We have a new variation. A new Gnocchi, which is already made with buckwheat and sweet potato so it’s already rather different, this time we’ve gone all out and, huh? We? Why me and Jack, no I’m joking, obviously the royal we, made Carob Gnocchi! Whole recipe is on the link. Now, you might say that carob isn’t all that Italian, right? Apparently it is getting used in pasta. I’ve seen Italian language websites selling carob pasta, no idea how big it is, but I figure I can ape it as much as I like. I’ve never been traditional anyway so I might as well go for broke. So we end up with what? A brown, slightly lighter gnocchi that does feature a strong taste of carob. Really nice if you enjoy the taste. I often say I want to see carob used more in savoury recipes and I always end up being the poor guinea-pig that has to make it and test it. Jack: the mastermind behind the new carob craze. He eats carob and lost ten stone. There must be a correlation. Buy my book to find out. Heh. The carob does make it a bit stickier, no more than using squash instead of sweet potato so it’s just a matter of flouring it a bit more. How you shape it is up to you, I just ball and squish. No cracking though, see, that’s good, I think. Then when it’s cooked I half it. I like it how I like it. The end product isn’t sticky, nor is it dry which is nice. I used an egg with it this time, but the flax-egg version should be fine too. Not much else to say. Did you know, that I’ve never eaten gnocchi before I made it myself? Same with pesto, probably most of these recipes. I used to eat terribly. I do better these days.

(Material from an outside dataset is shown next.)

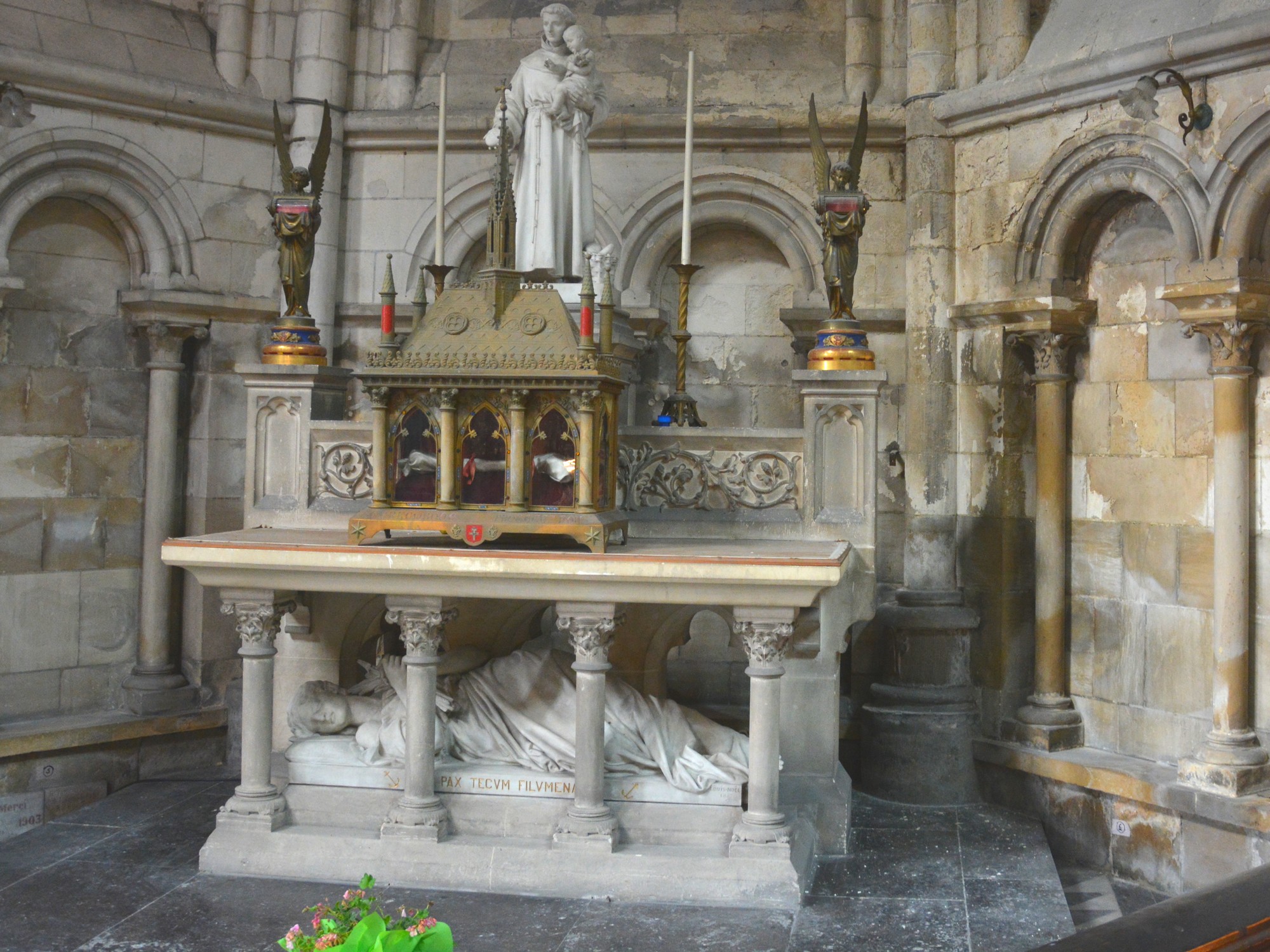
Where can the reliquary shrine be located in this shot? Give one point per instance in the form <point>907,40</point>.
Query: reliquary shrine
<point>493,418</point>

I also made Pumpkin Spice Buckwheat Bread Loafwhateverit’sallhere. Pancakes too, I like them without sugar as a sandwich. Which I made too as it was teatime. I halved my Cinnamon Chicken Recipe and mixed tahini, cinnamon, way too much grated garlic, honey, salt and pepper into a thick mess, I mean spread, slapped that onto a pancake, topped that with the chicken, chopped and refried, and covered that with another pancake. You can’t say it’s in any way common, nah, but it’s really good for you, fats, seeds, protein, spices, all that jazz. I don’t make a big thing about super-foods here because so many foods are super. You too can learn to throw things together, forget tradition and eat well, it takes time to find what suits, but stick to it. This was far more enjoyable to a bland ham and cheese. Which I’ve been eating for some reason, I’m bored with that and this is much better and far more enjoyable so this wins. Try as I might nothing looks pretty, not that I try, but I like to pretend I didn’t just toss it all on the pancake and stuff into my maw. I have a fan base to think of, my readers are really impressionable, or I hope at least gullible, they look up to me, because I’m so tall and they want an example, of what to avoid. All joking aside, I do appreciate all your support. But you can’t have my sandwich-pancake thing. My sancake? My panwich? In Japan they call them hotcakes, an Anime taught me that so take that as you will. It also thought me how to prune apple trees. I keep busy. Until we meet again.